Questions to ask when writing procedures

Who is your reader?

A sense of audience is important. If the audience are neophytes to your discourse community, then you need to remember that. Plan for it. Explain words that you might think are elementary. (Just last week, when discussing blogging, I had a student ask what a post was. I had assumed they all knew.)

Even if the audience isn’t new to the discussion, perhaps they don’t understand the terminology. They might even think they understand the terminology when they don’t. (NASA engineers wrote management and said that the secondary o-rings failed catastrophically at such-and-such point. The management didn’t think too much about that. Secondary, after all, means back up. So they didn’t fix the problem. And The Challenger blew up. Because secondary doesn’t mean back up to aeronautical engineers. It means second.)

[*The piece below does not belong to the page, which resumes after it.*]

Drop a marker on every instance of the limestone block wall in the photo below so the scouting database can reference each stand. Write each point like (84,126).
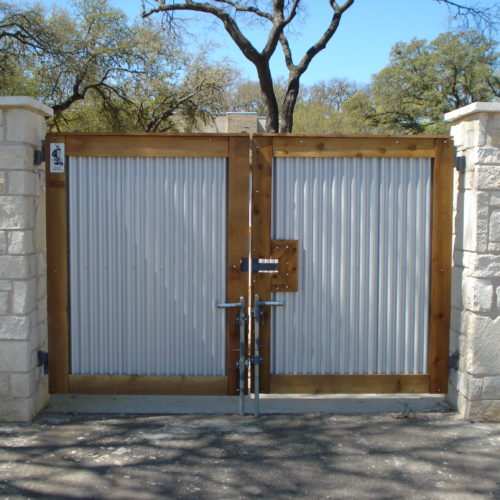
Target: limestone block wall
(23,297)
(475,316)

What is their experience with the product? How will they be using the product?

It may seem strange to think of a gym as a product, but if you are creating a New User’s Guide to X Gym, then the gym is the product. Right away, your title gives you an awareness of their experience level. It’s low.

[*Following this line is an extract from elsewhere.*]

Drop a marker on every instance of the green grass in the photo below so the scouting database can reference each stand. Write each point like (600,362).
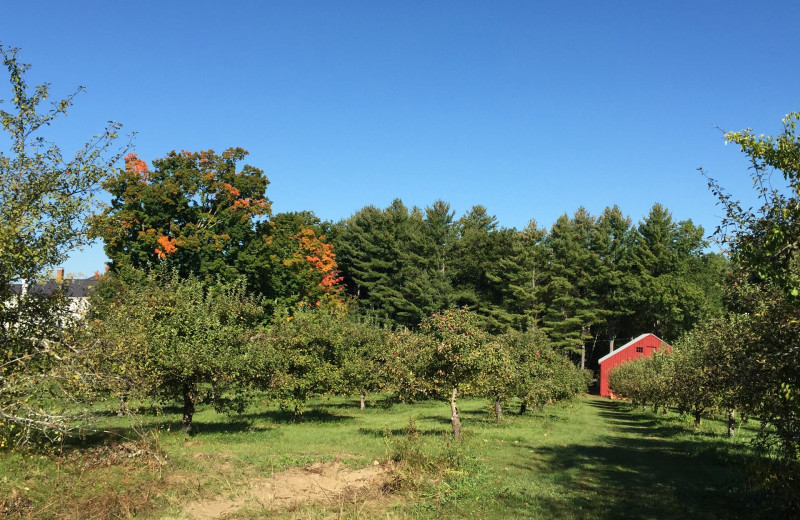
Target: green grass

Everyone who is new to the gym will need some basic information (such as hours of operation and what facilities are available). You might also provide general information that is useful to anyone, but is not usually available (such as the busiest hours).

Having users who are new to a particular gym does not necessarily mean that they are new to gyms in general. You want to provide information that is useful to newbies at the whole gym experience (such as a discussion of the differences between free weights and weight machines). And you want to provide information that will be useful to those who are experts in gyms, body builders or aerobics instructors, but are new to your particular gym (such as what kind of equipment the gym has, by manufacturer, or how often Zumba classes are offered).

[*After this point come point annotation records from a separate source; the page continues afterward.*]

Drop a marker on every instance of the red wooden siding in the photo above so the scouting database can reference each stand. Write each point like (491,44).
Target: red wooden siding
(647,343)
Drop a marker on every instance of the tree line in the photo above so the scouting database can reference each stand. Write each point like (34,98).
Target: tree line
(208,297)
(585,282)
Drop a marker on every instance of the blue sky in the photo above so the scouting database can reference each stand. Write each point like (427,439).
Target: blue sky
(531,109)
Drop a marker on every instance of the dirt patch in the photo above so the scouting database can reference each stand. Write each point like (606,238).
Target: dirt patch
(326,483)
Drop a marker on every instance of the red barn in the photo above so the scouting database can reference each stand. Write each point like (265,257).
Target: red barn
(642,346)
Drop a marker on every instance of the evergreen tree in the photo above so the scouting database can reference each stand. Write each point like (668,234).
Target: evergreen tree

How can you make the information most accessible?

Think headings. Give precise informative headings. This helps the reader skim quickly and efficiently.

Make them short, so they are easy to read, but not so short that they are useless.

Make them stand out, usually by bolding, so they are easy to see and to find, when flipping through your guide or manual.

Think paragraphs. I am writing this post in paragraphs. But many people don’t read paragraphs well. Perhaps they aren’t comfortable reading, perhaps they think it takes too long, or perhaps they are visual learners. Whatever the reason, many people don’t read paragraphs well. Even those who do, sometimes find paragraphs hard to read because they are dense. So what can you do to make the information more accessible in a paragraph?

Use block-style paragraphs, which are short. They get the information across. And multiple ideas don’t get lost in a long paragraph.

Use both headings and subheadings. (See as an example the questions and the “think” declarations in this post.)

Think lists. You can write the information in lists. You can number these, if something happens to need to be done in a particular order. Or you can put the list in bullets, if there is no necessary order.

This can be done well (such as in Dr. Clark’s bullet points under “Evaluation” on the assignment guide) or it can be done horribly (such as in an employee manual which said you should read and follow “these rules,” which included stealing, poor workmanship, and willful destruction of company property in its numbered list).

Think fonts. Serif (or footed) fonts, where the capital I and the lowercase l do not look the same, are more easily read. Large sizes of fonts (or perhaps I should say reasonably large sizes) help reading.

Italics are harder to read. Use them sparingly.

All capitals are also harder to read. And they now mean “I am yelling.” So avoid them.

Think color. Color draws attention to whatever is in color.

If you have a screen shot or a picture of how to do something, it is great if you can have it in color. People look at color. However, you can go too far with this. If everything in the text is a different color, the color no longer draws attention.

Also, you need to think of color if you are writing on the net. A black background with white letters may look cool (a blogging mathematician thought so and switched his blog to a theme with that), but it is hard to read. A bright blue background with yellow letters is even harder to read, but I’ve seen those, too. I don’t even bother trying to read sites like that.

Think graphics. Any graphics used are supposed to emphasize or clarify written content.

A screen shot of what should be on the computer at this stage is useful for technical manuals or guides to how to install or use software.

If you are discussing how to tie ties, pictures of how to tie a Windsor, an ascot, or the cross knot can be useful.

A diagram can be used instead of or in addition to a verbal description to explain a process, for example.

They are not usually included as decoration.

However, sometimes simple decoration can be good. My church puts the words to music up on huge screens at the sides of the auditorium. And they use a pretty background around the words. Why? It doesn’t add anything to the song “Here I am to worship” if there is a purple background with flowers growing out of the left side of the screen. But it is nicer to look at. And that is its job. The purple and the flowers are to make the screen nicer to look at. People love beauty. So they make the screen on which the words appear beautiful.